7 dicembre. Berlusconi manda avanti Alfano a dichiarare “conclusa l’esperienza del governo Monti”. L’indomani Monti si dimette e Napolitano, anziché rinviarlo al Parlamento per istituzionalizzare la crisi, accetta le sue dimissioni e scioglie le Camere un mese prima della scadenza. Poi anticipa anche le elezioni comunali e regionali di primavera, per tenerle insieme a quelle parlamentari nell’Election Day del 24-25 febbraio 2013. Così avrà ben due mesi per gestire il dopo-voto prima di dover lasciare la poltrona al successore, visto che il suo mandato “scade” a metà aprile.
31 dicembre. Il Parlamento approva definitivamente il decreto anticorruzione della ministra della Giustizia Paola Severino, votato da tutti i partiti: 480 sì e 19 no alla Camera, 256 sì e 7 no al Senato. Contro la corruzione fa poco o nulla di nuovo (anzi, la norma che spacchetta la concussione, scorporandone la fattispecie per “induzione” e trasformandola nel reato minore di “induzione indebita”, finirà per favorire Berlusconi nel processo Ruby). Ma contiene una norma dirompente che dichiara decaduti dal mandato e ineleggibili per 6 anni i condannati definitivi a pene superiori ai 2 anni. È una versione light della proposta “Parlamento Pulito” lanciata al VDay del 2007 da Beppe Grillo e fatta propria dal Movimento 5 Stelle. Berlusconi, dando il via libera di FI alla legge nella speranza di arginare l’avanzata “grillina”, non sa che sarà il primo a farne le spese.

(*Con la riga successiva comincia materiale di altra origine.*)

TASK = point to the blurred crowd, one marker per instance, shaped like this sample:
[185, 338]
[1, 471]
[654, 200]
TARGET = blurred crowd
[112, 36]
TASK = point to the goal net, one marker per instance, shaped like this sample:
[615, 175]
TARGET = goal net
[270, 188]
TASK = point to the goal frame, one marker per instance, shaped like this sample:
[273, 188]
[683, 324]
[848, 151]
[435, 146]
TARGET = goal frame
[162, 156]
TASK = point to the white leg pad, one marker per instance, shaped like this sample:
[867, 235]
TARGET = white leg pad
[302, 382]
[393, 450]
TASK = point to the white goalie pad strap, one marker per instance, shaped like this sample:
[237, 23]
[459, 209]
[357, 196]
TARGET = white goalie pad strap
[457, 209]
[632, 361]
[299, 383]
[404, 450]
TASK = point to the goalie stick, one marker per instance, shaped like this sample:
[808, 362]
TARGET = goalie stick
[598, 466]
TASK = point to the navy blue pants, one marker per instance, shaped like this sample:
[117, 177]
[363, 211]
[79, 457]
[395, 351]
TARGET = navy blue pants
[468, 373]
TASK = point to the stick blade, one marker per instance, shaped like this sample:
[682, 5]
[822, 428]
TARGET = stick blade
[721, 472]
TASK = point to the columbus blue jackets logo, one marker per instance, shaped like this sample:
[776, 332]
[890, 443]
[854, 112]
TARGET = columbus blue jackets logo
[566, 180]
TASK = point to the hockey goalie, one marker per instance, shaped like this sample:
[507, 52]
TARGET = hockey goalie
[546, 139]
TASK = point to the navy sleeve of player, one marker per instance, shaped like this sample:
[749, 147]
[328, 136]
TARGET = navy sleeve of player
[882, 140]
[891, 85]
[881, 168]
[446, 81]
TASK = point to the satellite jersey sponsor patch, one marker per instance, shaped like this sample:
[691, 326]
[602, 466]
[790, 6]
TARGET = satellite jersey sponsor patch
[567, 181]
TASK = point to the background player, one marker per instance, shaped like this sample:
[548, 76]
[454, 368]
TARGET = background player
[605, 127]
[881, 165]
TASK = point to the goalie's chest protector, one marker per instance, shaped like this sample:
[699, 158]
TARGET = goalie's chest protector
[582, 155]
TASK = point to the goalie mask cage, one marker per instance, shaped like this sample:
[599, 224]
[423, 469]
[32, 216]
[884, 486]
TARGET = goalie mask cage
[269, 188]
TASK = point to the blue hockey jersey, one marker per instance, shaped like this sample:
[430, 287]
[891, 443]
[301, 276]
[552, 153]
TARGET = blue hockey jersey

2013, 4 gennaio. Il premier dimissionario e senatore a vita Mario Monti, che aveva sempre negato di volerlo fare, presenta la sua lista di centro, “Scelta civica”, in alleanza con i finiani di Fli e l’Udc di Casini. Napolitano, che aveva pubblicamente escluso una discesa in campo del suo premier tecnico, ora lo sponsorizza. Tuoni e fulmini invece, da tutti i palazzi e i giornali, contro gli arrembanti 5Stelle. Ma anche contro il nuovo movimento di sinistra Rivoluzione Civile, fondato dall’ex pm Antonio Ingroia (che assorbe Idv, Verdi, Comunisti italiani, Rifondazione e Arancioni di De Magistris), che su pressione del Colle si vede negare l’apparentamento dal Pd di Pierluigi Bersani, alleato della sola Sel di Nichi Vendola. Complici i nuovi scandali che mandano in coma il Monte dei Paschi di Siena, è l’ennesimo suicidio del centrosinistra. Che, prima di sposare il governo Monti, era strafavorito in tutti i sondaggi.